Mobile-TeleVision: Predictive Motion Priors for Humanoid Whole-Body Control
Chenhao Lu, Xuxin Cheng, Jialong Li, Shiqi Yang, Mazeyu Ji, Chengjing Yuan, Ge Yang, Sha Yi, Xiaolong Wang
TL;DR
This work tackles the dichotomy between precise upper-body manipulation and robust locomotion in humanoid robots by decoupling the control streams and introducing Predictive Motion Priors (PMP) learned via a CVAE to encode future upper-body motion. The lower-body policy is trained with PPO to leverage PMP as an informative state, while the upper body is controlled through IK or motion retargeting, enabling precise, load-bearing manipulation during movement. Across simulation and real-world experiments on Unitree H1 (and GR1 in simulation), PMP improves upper-body manipulation precision and stabilizes locomotion under perturbations, outperforming RL-only whole-body baselines. The approach enables effective teleoperation with separate or unified control schemes, advancing practical loco-manipulation for remote operation in diverse environments.
Abstract
Humanoid robots require both robust lower-body locomotion and precise upper-body manipulation.
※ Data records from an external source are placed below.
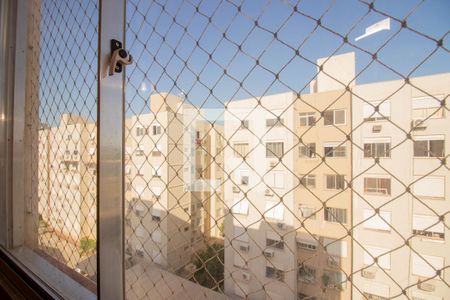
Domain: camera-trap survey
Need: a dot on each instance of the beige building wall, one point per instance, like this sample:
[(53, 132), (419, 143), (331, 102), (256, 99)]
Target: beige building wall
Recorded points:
[(261, 208), (324, 247), (394, 234), (169, 174)]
While recent Reinforcement Learning (RL) approaches provide whole-body loco-manipulation policies, they lack precise manipulation with high DoF arms. In this paper, we propose decoupling upper-body control from locomotion, using inverse kinematics (IK) and motion retargeting for precise manipulation, while RL focuses on robust lower-body locomotion. We introduce PMP (Predictive Motion Priors), trained with Conditional Variational Autoencoder (CVAE) to effectively represent upper-body motions. The locomotion policy is trained conditioned on this upper-body motion representation, ensuring that the system remains robust with both manipulation and locomotion. We show that CVAE features are crucial for stability and robustness, and significantly outperforms RL-based whole-body control in precise manipulation. With precise upper-body motion and robust lower-body locomotion control, operators can remotely control the humanoid to walk around and explore different environments, while performing diverse manipulation tasks.